If you use Atlas Snap relays, you can power the frogs so that short wheelbase engines won't stall at the frogs. The Snap relay can also be used to make your turnouts remote turnouts at the same time. That Atlas wiring book is a simple and easy to follow book on how to do this. Hope this helps.
SMT - If I recall correctly from a previous video, you had obtained some sheet plastic. Maybe you could use the sheet plastic to fabricate a bottom cover for the chassis; to protect the gears from dirt. Did you also find out who manufactured the engine? SMT, you also may want to consider running a jumper wire to that short section of rail between the 2 switch tracks to improve electrical pickup of your locomotives.
You're absolutely right, I certainly did buy some sheets of plastic a while back and maybe it would work. The main benefit would be keeping dust and stuff out for good this time. As for the make of the locomotive, I still have no idea nor is there any evidence of who made it. This is a pretty strange locomotive if I'm honest.
Just got that exact loco. Having issues. Do the contacts in the smokebox have to be aligned with the contacts at the front for it to work? Hmmmm. Help appreciated!

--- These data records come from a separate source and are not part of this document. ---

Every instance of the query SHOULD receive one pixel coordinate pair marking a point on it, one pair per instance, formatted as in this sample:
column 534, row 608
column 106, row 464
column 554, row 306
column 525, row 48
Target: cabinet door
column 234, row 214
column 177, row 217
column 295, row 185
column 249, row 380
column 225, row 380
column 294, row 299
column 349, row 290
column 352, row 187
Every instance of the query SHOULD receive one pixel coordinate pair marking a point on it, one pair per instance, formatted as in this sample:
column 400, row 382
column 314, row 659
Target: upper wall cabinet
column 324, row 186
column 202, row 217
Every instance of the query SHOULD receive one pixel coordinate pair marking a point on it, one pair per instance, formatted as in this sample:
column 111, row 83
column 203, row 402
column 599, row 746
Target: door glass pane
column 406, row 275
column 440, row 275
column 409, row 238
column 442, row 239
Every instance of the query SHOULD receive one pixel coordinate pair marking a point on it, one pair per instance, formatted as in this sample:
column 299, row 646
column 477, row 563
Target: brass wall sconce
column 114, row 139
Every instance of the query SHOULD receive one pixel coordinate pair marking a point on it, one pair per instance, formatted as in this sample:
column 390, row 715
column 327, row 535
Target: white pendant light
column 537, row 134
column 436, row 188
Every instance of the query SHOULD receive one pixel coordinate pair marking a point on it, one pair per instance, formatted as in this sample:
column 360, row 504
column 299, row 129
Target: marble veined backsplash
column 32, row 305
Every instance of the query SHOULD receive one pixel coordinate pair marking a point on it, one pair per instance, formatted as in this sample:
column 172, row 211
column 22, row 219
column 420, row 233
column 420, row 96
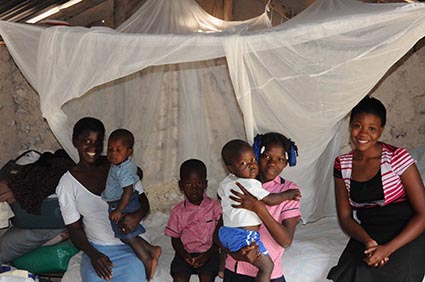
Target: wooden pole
column 228, row 10
column 278, row 8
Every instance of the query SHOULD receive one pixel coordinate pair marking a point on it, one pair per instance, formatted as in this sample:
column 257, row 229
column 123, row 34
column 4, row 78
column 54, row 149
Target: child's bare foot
column 155, row 253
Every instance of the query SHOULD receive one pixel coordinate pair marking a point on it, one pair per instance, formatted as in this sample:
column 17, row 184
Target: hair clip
column 291, row 156
column 257, row 146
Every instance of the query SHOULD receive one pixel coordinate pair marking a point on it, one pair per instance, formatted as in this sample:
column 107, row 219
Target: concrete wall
column 22, row 126
column 402, row 91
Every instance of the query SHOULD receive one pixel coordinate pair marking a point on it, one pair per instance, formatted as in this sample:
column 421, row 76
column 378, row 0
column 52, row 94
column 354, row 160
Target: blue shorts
column 126, row 265
column 234, row 239
column 230, row 276
column 132, row 206
column 179, row 265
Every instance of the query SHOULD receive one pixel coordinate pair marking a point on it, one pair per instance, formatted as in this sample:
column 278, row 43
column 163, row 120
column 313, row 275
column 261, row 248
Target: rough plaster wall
column 402, row 91
column 22, row 126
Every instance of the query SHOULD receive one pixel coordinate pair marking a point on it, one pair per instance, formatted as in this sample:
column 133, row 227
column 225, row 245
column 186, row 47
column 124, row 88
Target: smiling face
column 89, row 145
column 365, row 130
column 244, row 165
column 272, row 162
column 118, row 152
column 193, row 185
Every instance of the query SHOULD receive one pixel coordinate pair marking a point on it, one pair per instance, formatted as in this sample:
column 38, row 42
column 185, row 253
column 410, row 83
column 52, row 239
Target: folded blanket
column 38, row 180
column 5, row 214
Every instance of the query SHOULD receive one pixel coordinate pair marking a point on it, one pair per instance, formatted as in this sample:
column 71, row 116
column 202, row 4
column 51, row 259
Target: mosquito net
column 185, row 82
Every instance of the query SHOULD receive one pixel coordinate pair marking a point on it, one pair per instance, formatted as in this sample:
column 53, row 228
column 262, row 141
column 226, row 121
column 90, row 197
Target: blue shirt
column 120, row 176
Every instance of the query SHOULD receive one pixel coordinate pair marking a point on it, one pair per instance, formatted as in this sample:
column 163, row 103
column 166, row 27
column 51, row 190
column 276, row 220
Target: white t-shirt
column 233, row 217
column 76, row 201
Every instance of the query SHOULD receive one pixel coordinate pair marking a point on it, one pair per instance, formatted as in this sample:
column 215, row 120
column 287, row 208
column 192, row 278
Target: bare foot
column 155, row 253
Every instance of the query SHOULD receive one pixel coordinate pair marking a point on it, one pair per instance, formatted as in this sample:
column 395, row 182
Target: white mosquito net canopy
column 185, row 82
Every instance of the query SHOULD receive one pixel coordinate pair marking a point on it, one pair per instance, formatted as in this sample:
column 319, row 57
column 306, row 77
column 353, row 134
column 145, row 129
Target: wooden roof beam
column 278, row 8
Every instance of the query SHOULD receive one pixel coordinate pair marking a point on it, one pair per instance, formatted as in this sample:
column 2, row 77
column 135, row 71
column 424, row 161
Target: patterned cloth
column 394, row 161
column 286, row 210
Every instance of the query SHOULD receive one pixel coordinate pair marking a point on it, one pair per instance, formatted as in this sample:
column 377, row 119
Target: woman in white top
column 86, row 215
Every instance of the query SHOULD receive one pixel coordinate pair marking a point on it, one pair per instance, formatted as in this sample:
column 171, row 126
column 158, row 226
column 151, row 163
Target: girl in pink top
column 279, row 222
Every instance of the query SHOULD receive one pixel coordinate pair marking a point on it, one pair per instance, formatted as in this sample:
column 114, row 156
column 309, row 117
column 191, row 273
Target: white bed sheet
column 315, row 249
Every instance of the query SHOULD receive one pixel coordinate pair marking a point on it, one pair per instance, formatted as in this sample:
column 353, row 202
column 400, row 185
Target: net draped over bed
column 186, row 83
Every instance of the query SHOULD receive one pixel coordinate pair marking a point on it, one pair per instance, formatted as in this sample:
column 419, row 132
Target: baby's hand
column 115, row 216
column 293, row 194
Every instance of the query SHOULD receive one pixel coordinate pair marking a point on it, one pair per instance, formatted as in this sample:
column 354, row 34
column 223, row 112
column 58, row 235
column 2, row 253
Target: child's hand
column 115, row 216
column 293, row 194
column 190, row 261
column 201, row 260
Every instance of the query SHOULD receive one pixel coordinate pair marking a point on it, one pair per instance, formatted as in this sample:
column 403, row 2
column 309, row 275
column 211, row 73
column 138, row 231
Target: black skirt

Ive got a tyco midnight special loco and i had it run once. When i put it on the rails now, the lights come on and thats it. When i turn the throttle switch it dims or brightens the lights. I am using the stock tyco switch which may be an issue, not sure.
IS THERE ANY WAY .YOU CAN TALK LOUDER OR TURN VOLUME CONTROL UP . IF YOU WORK ON TRAINS . IM SURE YOU CAN WORK ON AUDIO . IM HARD OF HEARING . I'M SURE THERE SOMEBODY THERE GOT THE SAME ISSUE . I LIKE WATCHING YOUR SHOW MAYBE I NEED A LOUD TRAIN WHISTLE BLOWING IN MY EAR SO I CAN HEAR . THANKS TURN IT UP .!
Unfortunately the only store I visited while there closed a few months ago. Of corse there is DCC Train LLC who actually has a channel and is part of the community. I haven't ever been but it's run by nice people.